There was a startled exclamation from the other man, as Jeffrey swarmed over him, but the yell was cut short by Jeffrey's hands closing the other's windpipe. The man sputtered, tried to smash something he held in his hand into Jeffrey's face, but Jeffrey dodged the blow, and his own fist sent the object spinning from the other's fingers.

Then the cold rage in him settled him grimly to his task. His adversary's eyes grew wide and popping, then assumed that familiar purple glow. Convulsively the other rose half-way in a last desperate gesture, as though the evil spirit symbolized by that unearthly gleam in his eyes were giving him strength to the last, and then the man fell back limply.

Jeffrey rose to his knees. Caution against disclosing his identity precluded his marking the corpse with the mark of the skull— besides, the Skull Killer was stalking bigger game! But where was his deadly quarry?

Jeffrey, as he staggered to his feet and out of the room, into the lofty, medically clean corridors of the Victory Building, did not know.

* * *

He wondered a little at the emptiness of this part of the building. Peering cautiously up and down the gleaming hall, he could see no living soul, but slightly to the left and across the hall he saw a door marked WASHROOM.

Lurching towards it, he made it, still unseen, and once inside, again stripped himself. Carefully, he peeled off as much of the zinc coating as he could, and then dressed once more, again emerged into the empty corridors.

From the death-like silence of this part of the building, he drew one important conclusion. It must be near that section of the Victory building which was purposely kept secluded. He wondered if even the police, in conducting their baffled and openly invited investigation, had penetrated here. . . .

A glance at the washroom mirror had told him that the disguise his practiced hands had applied in that torture chamber a short while ago would pass muster. The facial creams he had used to give the aged color to the skin of his face, when he had wanted to masquerade as Dr. Skull, now gave his smooth cheeks the pale, sweaty look of illness, and the strips of rolled handkerchief in his mouth gave a swelling to his lower jaws, which was at least a good imitation of the facial shape of the monsters.

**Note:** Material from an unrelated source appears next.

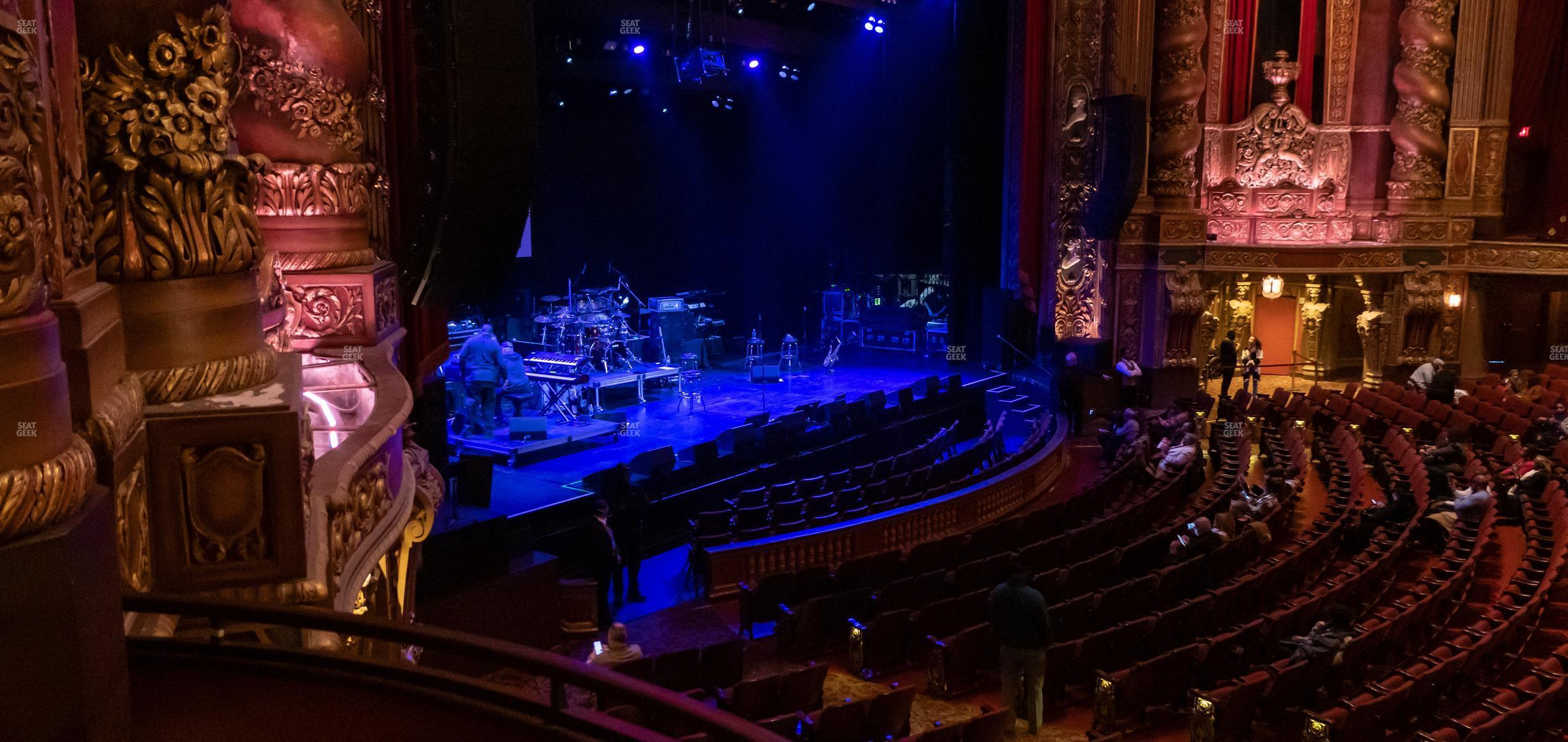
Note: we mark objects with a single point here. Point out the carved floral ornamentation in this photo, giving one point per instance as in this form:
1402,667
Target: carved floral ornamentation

His speech through these impediments to the movements of his tongue, would carry the resemblance further, and the bandages crisscrossing his body produced the effect of deformity, which he could accentuate with a dragging limp.

He passed slowly down the long corridor, and came to a door. There were sounds beyond the door, and for a moment he listened, then slipped through. Another long hall stretched before him, a hall through which moved slowly a line of deformed monsters, not unlike himself in appearance.

He joined the procession, which was flanked occasionally by orderlies and nurses, and which led past a desk where a white-coated doctor sat, taking down the case histories of the patients.

As he neared the desk, Jeffrey recognized the doctor. It was Anthony Steele—a man whose acquaintance Jeffrey had cultivated after the other had become a professional admirer and friend of Dr. Skull.